A couple of witnesses even admitted that they never passed information along or heard information which indicated that these alarm notifications were groundless. The initial “crime” that was talked about all over the neighborhood was the stealing of expensive equipment out of Larry English’s boat. At least two witnesses claimed not to have ever known that English himself admitted that he had driven the boat back and forth to several locations and wasn’t sure himself where the equipment was stolen.
But, the neighbors all participated in and got pleasure from sounding the alarm, running armed into situations, telling themselves they were heroes protecting their children. One of the female neighbors testified in talking about one of these incidents something like: My children (elevated voice, MY CHILDREN) were feet away. But, this same woman when she saw police cars with lights on in the neighborhood, drove with all her children in the car to the site of the murder. This woman, so terrified of “intruders” that she freaked out when a man was walking around the neighborhood taking pictures, drove her own children to a murder scene and then complained about how shocking it was.
(Note: She also later went on a boat ride with one of the men who committed this murder).
This woman, who carried a gun herself, was at one point so afraid of what might happen that she thought the McMichaels were going to shoot her husband who was in a vacant house at night searching for an “intruder.”
And we all know how the neighbors whittled down the available suspects who were in the neighborhood (a white couple, white children, a white homeless person, a white man who was arrested in the neighborhood by the federal police) to focus in on the one young black man seen inside the vacant house building site.
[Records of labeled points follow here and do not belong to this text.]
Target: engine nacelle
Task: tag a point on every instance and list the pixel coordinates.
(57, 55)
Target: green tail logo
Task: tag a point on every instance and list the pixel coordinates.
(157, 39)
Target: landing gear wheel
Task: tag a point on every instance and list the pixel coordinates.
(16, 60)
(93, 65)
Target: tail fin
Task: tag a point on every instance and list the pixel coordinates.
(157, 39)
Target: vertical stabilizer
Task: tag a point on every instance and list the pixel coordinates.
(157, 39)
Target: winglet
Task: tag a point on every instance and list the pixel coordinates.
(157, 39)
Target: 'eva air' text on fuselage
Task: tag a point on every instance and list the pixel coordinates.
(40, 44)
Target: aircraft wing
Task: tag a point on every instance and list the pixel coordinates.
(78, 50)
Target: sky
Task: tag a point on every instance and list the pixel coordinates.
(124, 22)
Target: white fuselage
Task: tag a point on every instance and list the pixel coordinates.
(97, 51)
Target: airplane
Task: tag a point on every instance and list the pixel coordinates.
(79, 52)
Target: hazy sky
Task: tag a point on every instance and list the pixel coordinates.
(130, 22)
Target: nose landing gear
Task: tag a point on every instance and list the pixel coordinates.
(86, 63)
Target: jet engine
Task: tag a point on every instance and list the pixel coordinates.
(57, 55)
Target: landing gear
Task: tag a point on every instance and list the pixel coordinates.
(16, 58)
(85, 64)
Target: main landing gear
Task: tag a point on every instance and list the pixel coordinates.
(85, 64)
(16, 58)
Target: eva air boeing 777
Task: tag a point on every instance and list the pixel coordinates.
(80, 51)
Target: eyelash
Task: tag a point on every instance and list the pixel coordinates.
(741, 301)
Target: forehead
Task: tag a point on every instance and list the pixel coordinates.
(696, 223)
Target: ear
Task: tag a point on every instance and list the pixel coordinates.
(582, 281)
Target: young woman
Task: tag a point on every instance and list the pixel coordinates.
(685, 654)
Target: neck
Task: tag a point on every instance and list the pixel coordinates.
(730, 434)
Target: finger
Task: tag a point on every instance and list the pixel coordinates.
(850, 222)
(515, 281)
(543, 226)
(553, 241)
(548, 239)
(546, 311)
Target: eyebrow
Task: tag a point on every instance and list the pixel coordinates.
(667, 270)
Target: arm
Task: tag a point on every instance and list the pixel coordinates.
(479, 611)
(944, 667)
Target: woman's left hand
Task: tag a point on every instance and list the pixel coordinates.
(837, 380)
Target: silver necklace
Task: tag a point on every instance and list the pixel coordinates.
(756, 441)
Well, they actually didn’t “whittle.” They jumped with all the feet they had on this one person, sure that he had committed a crime.
The belief that neighborhood gossip and postings on Facebook are reality, the willingness of people to pass around this speculation as fact, the willingness of these people to run into the streets armed with guns willing to shoot somebody (as long as they are black), and the belief to this day that they did nothing wrong just astounds and depresses me.